Predicting next words in mobile apps

E. Bertrand
October, 4th 2016

Helping mobile devices users to reduce typing effort

1. Purpose of the project

  • Reducing the typing effort of mobile devices users has become a necessity as time spent on these devices is growing rapidly.

  • One of the ways to meet this challenge is suggesting to users the most likely words, taking into account what they have typed so far. Then users can select one of the suggested words, thus reducing typing actions.

  • For this purpose, a prototype for predicting the next three most likely words after a phrase or sequence of words has been built. This prototype is based on sound statistical algorithms and models developed in the field of Natural Language Processing.

  • The prototype built shows an estimated accuracy of 26%, which is a considerable performance, while maintaining a size and speed appropriate for mobile devices.

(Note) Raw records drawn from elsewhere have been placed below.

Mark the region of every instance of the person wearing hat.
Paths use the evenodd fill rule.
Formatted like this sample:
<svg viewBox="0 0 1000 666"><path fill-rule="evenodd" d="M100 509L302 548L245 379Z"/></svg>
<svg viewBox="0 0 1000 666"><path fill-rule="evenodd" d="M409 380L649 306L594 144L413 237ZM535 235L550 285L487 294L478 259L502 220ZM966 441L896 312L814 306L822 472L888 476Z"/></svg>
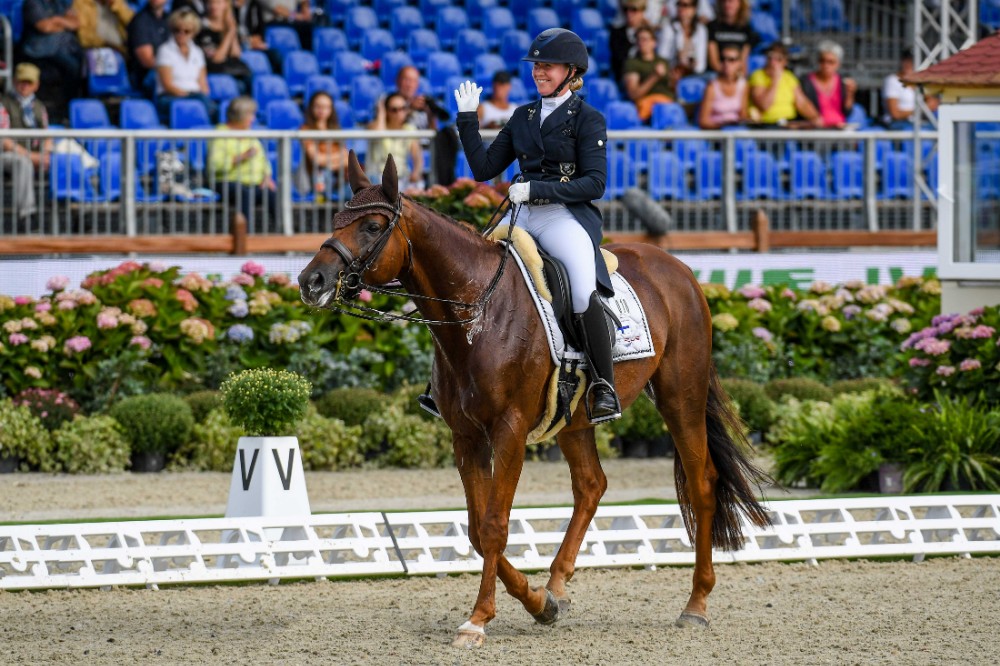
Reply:
<svg viewBox="0 0 1000 666"><path fill-rule="evenodd" d="M14 69L14 92L0 97L0 131L10 129L46 129L49 126L45 105L35 97L41 71L22 62ZM14 214L25 218L36 211L35 170L47 169L52 139L0 142L0 167L9 174L13 185Z"/></svg>
<svg viewBox="0 0 1000 666"><path fill-rule="evenodd" d="M646 20L646 0L621 0L622 14L625 23L611 28L608 33L608 46L611 51L611 75L622 92L625 90L625 62L636 55L636 30L649 25Z"/></svg>
<svg viewBox="0 0 1000 666"><path fill-rule="evenodd" d="M521 174L510 186L513 205L504 219L531 234L566 267L575 329L590 365L588 413L600 423L621 416L611 360L613 329L600 299L614 289L600 254L601 213L593 204L604 196L607 180L607 125L576 94L589 65L587 47L576 33L543 31L524 60L534 63L540 99L515 109L487 148L477 115L482 88L466 81L455 91L458 133L478 181L496 178L518 162Z"/></svg>
<svg viewBox="0 0 1000 666"><path fill-rule="evenodd" d="M510 72L499 70L493 75L493 89L490 98L479 105L479 126L484 129L500 129L514 114L510 102Z"/></svg>

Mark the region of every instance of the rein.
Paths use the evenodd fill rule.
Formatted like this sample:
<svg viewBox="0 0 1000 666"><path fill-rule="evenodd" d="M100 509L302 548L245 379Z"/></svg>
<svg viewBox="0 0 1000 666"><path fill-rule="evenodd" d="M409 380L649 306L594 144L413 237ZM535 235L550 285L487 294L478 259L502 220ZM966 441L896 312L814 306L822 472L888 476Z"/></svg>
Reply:
<svg viewBox="0 0 1000 666"><path fill-rule="evenodd" d="M502 216L498 216L501 210L503 210L503 205L509 200L508 197L504 197L504 200L500 202L500 205L493 211L493 215L490 216L490 223L486 226L486 230L483 232L483 236L488 236L497 226L499 226L500 219ZM328 310L336 310L344 314L350 315L352 317L358 317L359 319L367 319L369 321L376 322L387 322L387 321L407 321L415 324L436 324L436 325L462 325L469 324L476 321L483 314L483 310L486 308L486 304L489 302L490 297L497 290L500 285L500 278L503 276L504 269L507 265L507 258L510 256L511 248L511 237L514 234L514 225L517 221L517 213L520 206L514 208L511 212L510 225L507 229L507 238L504 245L503 256L500 258L500 265L497 267L496 273L490 280L490 283L480 294L479 298L471 303L465 301L456 301L449 298L436 298L434 296L425 296L423 294L411 294L400 289L387 288L385 286L370 285L367 284L363 279L363 274L372 264L378 259L382 250L385 249L386 244L389 242L389 236L396 229L403 235L406 239L407 247L407 263L409 267L407 271L413 269L413 243L406 236L406 232L403 228L399 226L399 220L402 215L402 198L400 198L395 206L388 203L375 202L370 204L365 204L362 206L351 207L350 202L345 205L345 208L350 208L352 210L382 210L392 213L392 217L389 220L389 224L386 228L379 234L372 244L365 250L364 254L360 257L355 257L354 253L351 252L350 248L340 242L336 238L328 238L320 246L320 249L329 249L336 252L344 263L347 264L347 272L341 271L337 278L336 291L334 292L333 302L325 306ZM426 319L424 317L418 317L413 313L417 311L416 308L410 310L409 312L394 313L394 312L383 312L382 310L376 310L375 308L370 308L365 305L359 305L350 301L353 301L361 293L361 290L365 289L376 294L385 294L388 296L403 296L409 298L410 300L423 300L434 303L444 303L452 307L461 310L473 310L474 312L463 319L456 320L440 320L440 319ZM346 300L345 300L346 299Z"/></svg>

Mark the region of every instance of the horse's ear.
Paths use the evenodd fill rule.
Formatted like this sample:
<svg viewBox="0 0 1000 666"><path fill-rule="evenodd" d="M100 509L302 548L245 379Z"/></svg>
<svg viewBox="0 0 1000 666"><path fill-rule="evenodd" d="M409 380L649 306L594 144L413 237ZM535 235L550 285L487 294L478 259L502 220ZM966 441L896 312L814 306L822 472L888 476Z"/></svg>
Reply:
<svg viewBox="0 0 1000 666"><path fill-rule="evenodd" d="M358 156L353 148L347 155L347 181L351 184L351 192L371 187L372 184L365 170L361 168L361 162L358 162Z"/></svg>
<svg viewBox="0 0 1000 666"><path fill-rule="evenodd" d="M382 193L390 203L399 201L399 177L396 175L396 160L392 159L392 153L385 161L385 169L382 171Z"/></svg>

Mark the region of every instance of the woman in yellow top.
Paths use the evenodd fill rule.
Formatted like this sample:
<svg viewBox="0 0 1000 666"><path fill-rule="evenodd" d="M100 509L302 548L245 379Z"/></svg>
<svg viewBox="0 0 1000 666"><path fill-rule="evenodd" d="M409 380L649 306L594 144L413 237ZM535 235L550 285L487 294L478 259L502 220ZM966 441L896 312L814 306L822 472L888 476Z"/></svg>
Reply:
<svg viewBox="0 0 1000 666"><path fill-rule="evenodd" d="M788 51L780 42L767 49L767 64L750 75L750 116L767 124L796 118L816 122L819 112L802 92L798 78L786 69Z"/></svg>

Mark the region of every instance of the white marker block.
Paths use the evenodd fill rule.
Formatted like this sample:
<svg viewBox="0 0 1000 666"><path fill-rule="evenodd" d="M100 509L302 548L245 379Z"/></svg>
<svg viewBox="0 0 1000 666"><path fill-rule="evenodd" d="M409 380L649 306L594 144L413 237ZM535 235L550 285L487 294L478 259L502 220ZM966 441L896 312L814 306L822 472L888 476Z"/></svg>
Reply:
<svg viewBox="0 0 1000 666"><path fill-rule="evenodd" d="M298 438L240 437L226 517L311 513Z"/></svg>

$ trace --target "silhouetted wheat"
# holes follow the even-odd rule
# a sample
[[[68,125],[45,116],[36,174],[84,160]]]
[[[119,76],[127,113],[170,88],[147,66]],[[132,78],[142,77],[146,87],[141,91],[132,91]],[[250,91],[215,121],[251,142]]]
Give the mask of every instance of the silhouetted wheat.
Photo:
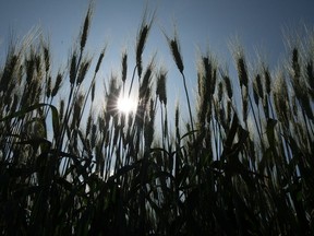
[[[266,61],[251,71],[239,46],[238,78],[209,52],[200,56],[195,110],[189,61],[177,34],[166,37],[183,79],[184,122],[179,103],[169,110],[168,69],[155,57],[143,61],[153,17],[142,21],[135,57],[122,54],[121,73],[99,95],[107,46],[97,61],[85,51],[92,13],[89,5],[64,70],[55,70],[48,44],[32,34],[8,50],[0,70],[2,235],[313,234],[313,35],[277,71]],[[129,84],[137,107],[125,115],[117,103]]]

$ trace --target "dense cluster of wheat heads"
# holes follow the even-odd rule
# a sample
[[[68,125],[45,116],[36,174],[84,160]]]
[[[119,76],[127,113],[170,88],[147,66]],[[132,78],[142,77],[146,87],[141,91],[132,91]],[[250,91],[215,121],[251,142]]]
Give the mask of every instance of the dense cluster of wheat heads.
[[[106,47],[95,63],[85,51],[90,14],[56,75],[45,40],[8,50],[0,70],[2,235],[314,232],[313,36],[291,44],[275,72],[266,61],[251,70],[240,47],[233,78],[200,54],[195,109],[179,39],[166,36],[186,95],[182,123],[179,106],[168,115],[167,69],[143,61],[153,17],[140,26],[132,78],[124,51],[121,73],[105,82],[104,109],[94,111]],[[136,110],[119,113],[118,97],[132,91]]]

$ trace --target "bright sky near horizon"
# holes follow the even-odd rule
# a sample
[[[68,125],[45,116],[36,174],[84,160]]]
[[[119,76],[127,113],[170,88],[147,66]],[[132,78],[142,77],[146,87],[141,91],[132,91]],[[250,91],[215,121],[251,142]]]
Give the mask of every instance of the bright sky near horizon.
[[[262,47],[269,63],[274,64],[283,54],[283,28],[314,26],[312,0],[96,0],[87,44],[90,54],[98,57],[99,50],[108,42],[104,61],[108,64],[105,66],[108,71],[105,78],[112,70],[120,69],[123,48],[131,54],[129,57],[135,57],[136,32],[146,4],[148,11],[156,10],[156,16],[144,55],[149,58],[157,52],[157,61],[162,61],[171,72],[168,76],[168,92],[181,94],[181,99],[184,96],[178,88],[182,85],[177,83],[179,72],[161,30],[172,36],[176,24],[192,91],[196,87],[197,47],[204,52],[209,48],[219,60],[222,58],[232,68],[228,59],[228,42],[238,35],[246,52],[251,54],[256,47]],[[68,61],[68,52],[80,34],[87,7],[87,0],[1,0],[1,66],[10,32],[21,38],[34,25],[39,25],[44,35],[50,39],[52,57],[57,63],[55,69],[58,70],[62,62]],[[59,60],[62,62],[59,63]]]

2. Foundations: N-Grams models

  • We predict next words based on statitiscal language models called N-grams, where the conditioned probability for a word given a previous limited sequences of N - 1 words is estimated (Markov's assumption).

  • For training and building these N-grams up, we use data from three different, heterogeneous text sources: news (~75,000 elements), blogs (~900,000 elements) and twitter messages (~2,300,000 elements).

  • Data has been cleaned (special characters, profanities, links, hashtags, etc.) and then splitted in two corpora: a train corpus, for building the models; and a test corpus, for estimating the performance of them. Then we produce a set of unigrams, bigrams, trigrams and 4-grams, pruned for frequencies below 1 to 3 (depending on the N-gram order) for the shake of reducing their size.

  • For being able to deal with word sequences not present in the training corpus we use the “stupid backoff” algorithm: if a sequence is not present in a higher-order N-gram, we remove the first word and backoff to a lower-order N-gram, weighing the result by a fixed factor (\( \lambda = 0.4 \), as recommended by method proponents).

3. Prediction tables and estimated model's performance

  • N-grams models are transformed in prediction tables by selecting only the three most likely continuations (after scoring all possible results with “stupid backoff”). This strategy sacrifices some accuracy in favor of greater speed and less data footprint on the server, which are key requirements on mobile apps. See on the right a small sample of the 4-gram (3 + 1 words) prediction table.

  • Model performance of this approach, estimated as accuracy against an independent test subset, shows consistent results with similar reported experiences. As it can be seen on the right, starting with 4-grams (backed off by lower-order N-grams) and the “anyone of three most likely words” option, we reach a 26.08% of right predictions, which is a good percentage.

4-grams prediction table (sample)
ngram w_1 w_2 w_3
new box of crayons chocolates chocolate
new boy band ever for like
new boyz performing live at arts


Accuracy (percentage of correct predictions)
model accuracy_1w accuracy_3w
bigrams 11.57 20.46
trigrams 14.90 24.97
4-grams 15.98 26.08

4. How do the Shiny applications work


  • Applications are in a Shiny dashboard together technical & general info. Wait some seconds before the supporting tables are fully loaded and ready (shown the in upper-right corner).

  • In the first application, simply type, or paste, a phrase and click the 'Next word' button. On the right, in bold red, you can see the predicted next word.

  • In the second application, we simulate a mobile app: you start typing and after you introduce a space or punctuation mark you can see the three most likely continuations. You can choose one of them (clicking on it) or continue typing.


Full Dashboard First App Second App

5. Further information [*] and next steps

  • The R scripts for building the models and the Shiny dashboard is available in a GitHub repository. See also a diagram showing the whole process behind the solution.

  • The Shiny dashboard (including related documentation) can be accesed here.

  • Next version should consider and evaluate some improvements (among others):

    • Adding 5-grams models and/or reducing pruning.
    • More precise “Out-of-Vocabulary” smoothing algorithms than “stupid backoff”.
    • Predictions depending on the context (twitter vs. blogs), and/or past user inputs.


  • [*] It has been reported that some external links from RPubs do not work properly (e.g. to GitHub). Circumvent this problem choosing “Open link in a new window” with the right mouse-button.